If, indeed, it was the opposing interpretations of Irish history which lay behind the violence, or at least offered one of its main justifications, then much of the blame for preceding events must be laid squarely at the door of those who had used history for their own narrow ends, or those who had been strangely reticent in correcting the gross misinterpretations which had become so deeply entrenched in the popular imagination they seemed impossible to dislodge.
In the Republic, right from the foundation of the State, a Gaelic Nationalist myth was purveyed which sought to establish a solid pedigree for a Roman Catholic/Celtic/Irish identity. Other contributions to this island’s heritage were downgraded, if not completely ignored. Although it was obviously realised from the outset that such a self-image was fundamentally flawed, it seemed better to maintain silence rather than risk upsetting this newly-found identity. How else could one account for the fact that for 80 years after the foundation of the Gaelic League there did not exist a complete textbook of early Irish history and academics, so-called “serious scholars”, continued to promote the completely fabricated dynasty of the “Northern Ui Neill” and to downgrade the history of the Cruthin, the native British Pretani? In the South the time had come, as Bob Quinn suggested, when the Irish people “must develop the confidence to dismantle the unitary myth that has served its honourable purpose and replace it with the diverse richness that lies within.”
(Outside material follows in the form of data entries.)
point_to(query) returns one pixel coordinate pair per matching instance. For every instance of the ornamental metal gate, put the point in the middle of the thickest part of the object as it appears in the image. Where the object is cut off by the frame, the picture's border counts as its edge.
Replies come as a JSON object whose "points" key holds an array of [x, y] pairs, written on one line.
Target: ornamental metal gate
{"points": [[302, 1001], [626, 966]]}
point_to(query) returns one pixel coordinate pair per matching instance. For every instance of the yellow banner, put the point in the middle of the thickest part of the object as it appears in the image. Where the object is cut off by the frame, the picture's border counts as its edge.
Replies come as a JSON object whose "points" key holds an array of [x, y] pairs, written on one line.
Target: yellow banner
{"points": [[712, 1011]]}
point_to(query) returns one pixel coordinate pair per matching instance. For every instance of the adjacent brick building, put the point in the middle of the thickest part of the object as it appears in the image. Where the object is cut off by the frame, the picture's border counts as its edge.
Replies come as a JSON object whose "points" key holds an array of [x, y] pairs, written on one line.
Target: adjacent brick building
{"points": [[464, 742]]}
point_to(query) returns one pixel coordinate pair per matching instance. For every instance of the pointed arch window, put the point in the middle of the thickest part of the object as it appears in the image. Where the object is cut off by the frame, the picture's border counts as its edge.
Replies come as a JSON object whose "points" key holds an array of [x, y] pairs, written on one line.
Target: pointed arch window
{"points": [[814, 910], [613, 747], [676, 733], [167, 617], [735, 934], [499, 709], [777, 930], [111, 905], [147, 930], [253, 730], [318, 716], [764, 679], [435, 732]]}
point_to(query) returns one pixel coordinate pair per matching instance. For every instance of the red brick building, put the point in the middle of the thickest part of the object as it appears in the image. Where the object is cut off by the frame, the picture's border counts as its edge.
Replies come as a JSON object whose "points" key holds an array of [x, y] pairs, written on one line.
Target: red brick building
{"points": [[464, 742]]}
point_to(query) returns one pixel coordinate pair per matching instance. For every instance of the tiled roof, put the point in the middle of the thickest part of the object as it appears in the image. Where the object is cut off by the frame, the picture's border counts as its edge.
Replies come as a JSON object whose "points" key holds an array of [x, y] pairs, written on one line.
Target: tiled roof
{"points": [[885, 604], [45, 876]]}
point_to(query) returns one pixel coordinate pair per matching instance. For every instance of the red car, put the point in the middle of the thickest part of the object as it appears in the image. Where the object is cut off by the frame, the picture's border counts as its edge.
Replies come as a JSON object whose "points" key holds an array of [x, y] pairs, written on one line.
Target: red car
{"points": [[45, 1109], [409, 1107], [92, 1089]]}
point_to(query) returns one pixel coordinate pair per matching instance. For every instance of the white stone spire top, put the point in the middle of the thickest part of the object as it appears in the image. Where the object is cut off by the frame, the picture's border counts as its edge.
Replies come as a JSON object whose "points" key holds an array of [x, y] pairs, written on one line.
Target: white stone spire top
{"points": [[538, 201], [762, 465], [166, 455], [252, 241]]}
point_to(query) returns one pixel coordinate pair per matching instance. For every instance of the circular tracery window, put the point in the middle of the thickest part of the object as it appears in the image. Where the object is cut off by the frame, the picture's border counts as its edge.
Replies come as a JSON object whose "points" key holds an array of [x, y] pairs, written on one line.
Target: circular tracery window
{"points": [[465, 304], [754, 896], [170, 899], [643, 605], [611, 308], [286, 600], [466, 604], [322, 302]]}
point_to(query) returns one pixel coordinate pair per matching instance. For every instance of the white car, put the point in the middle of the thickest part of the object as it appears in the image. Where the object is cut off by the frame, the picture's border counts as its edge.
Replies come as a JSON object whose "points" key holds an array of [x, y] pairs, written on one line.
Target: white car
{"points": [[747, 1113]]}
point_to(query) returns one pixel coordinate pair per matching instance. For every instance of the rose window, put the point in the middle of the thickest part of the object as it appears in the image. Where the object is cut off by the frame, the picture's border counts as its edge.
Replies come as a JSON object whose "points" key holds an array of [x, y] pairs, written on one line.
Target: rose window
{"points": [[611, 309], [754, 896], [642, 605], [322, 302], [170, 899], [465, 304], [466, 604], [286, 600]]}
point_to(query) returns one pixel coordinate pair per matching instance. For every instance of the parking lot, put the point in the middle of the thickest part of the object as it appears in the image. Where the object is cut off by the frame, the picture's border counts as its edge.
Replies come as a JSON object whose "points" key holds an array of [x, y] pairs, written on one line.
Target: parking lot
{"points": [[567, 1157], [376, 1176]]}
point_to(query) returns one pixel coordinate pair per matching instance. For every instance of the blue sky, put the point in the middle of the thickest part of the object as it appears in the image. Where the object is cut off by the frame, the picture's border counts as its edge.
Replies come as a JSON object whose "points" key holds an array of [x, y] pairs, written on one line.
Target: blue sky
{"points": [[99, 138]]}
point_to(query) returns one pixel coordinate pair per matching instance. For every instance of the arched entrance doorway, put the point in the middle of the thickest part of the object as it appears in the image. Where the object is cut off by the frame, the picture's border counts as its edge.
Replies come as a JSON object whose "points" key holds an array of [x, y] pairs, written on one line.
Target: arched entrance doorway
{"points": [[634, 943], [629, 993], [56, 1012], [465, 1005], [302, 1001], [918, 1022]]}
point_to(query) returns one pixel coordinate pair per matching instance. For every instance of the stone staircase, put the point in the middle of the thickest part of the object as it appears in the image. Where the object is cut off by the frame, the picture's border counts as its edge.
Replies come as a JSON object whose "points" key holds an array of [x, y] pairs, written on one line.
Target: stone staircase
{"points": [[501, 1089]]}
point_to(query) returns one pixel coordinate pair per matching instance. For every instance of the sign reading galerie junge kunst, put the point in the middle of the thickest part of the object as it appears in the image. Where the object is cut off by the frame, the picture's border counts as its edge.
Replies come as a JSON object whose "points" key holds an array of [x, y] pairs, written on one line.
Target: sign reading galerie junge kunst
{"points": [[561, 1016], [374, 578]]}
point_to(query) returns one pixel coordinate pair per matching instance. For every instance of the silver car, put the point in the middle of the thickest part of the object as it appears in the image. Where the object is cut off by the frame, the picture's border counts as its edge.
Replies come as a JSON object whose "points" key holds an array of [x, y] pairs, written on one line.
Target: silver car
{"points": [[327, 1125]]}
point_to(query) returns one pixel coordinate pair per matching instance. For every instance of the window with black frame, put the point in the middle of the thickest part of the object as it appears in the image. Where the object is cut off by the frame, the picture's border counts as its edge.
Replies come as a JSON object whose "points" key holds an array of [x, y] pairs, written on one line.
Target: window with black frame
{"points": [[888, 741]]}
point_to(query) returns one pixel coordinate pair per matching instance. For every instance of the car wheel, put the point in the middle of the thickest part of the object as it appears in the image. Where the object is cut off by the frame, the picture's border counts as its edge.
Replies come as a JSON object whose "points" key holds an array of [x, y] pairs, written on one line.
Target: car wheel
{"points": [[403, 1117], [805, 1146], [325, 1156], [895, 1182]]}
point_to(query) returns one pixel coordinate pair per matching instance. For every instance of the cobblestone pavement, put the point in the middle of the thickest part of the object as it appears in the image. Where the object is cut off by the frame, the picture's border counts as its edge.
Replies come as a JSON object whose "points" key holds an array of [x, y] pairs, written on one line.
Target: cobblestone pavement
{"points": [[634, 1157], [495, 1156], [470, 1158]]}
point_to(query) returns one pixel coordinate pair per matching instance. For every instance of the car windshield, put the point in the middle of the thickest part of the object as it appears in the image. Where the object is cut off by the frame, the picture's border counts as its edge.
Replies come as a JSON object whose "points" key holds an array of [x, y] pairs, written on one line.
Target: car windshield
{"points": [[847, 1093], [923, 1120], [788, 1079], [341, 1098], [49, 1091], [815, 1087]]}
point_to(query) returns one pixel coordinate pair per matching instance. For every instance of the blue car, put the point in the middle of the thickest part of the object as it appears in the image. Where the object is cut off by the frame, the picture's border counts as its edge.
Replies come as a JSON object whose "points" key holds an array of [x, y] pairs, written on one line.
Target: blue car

In Northern Ireland, a dislike of anything ‘Irish’, and a subservience to ‘English’ history within the schools, had left the Protestant community there not only unaware of most aspects of Irish history, but, more significantly, without any real understanding of the history of their own country. Yet Ulster’s historical and cultural heritage was not only extremely rich and varied, but contained within it the proof of the common identity of the Northerners, indeed of all the people of the British Isles, the Isles of the Pretani. Slowly, as contemporary flawed history was called into question and a new awareness emerged to challenge the Academic Suppression, the facts of their history, for once, rather than dividing them, offered the hope of uniting the Ulster People at last.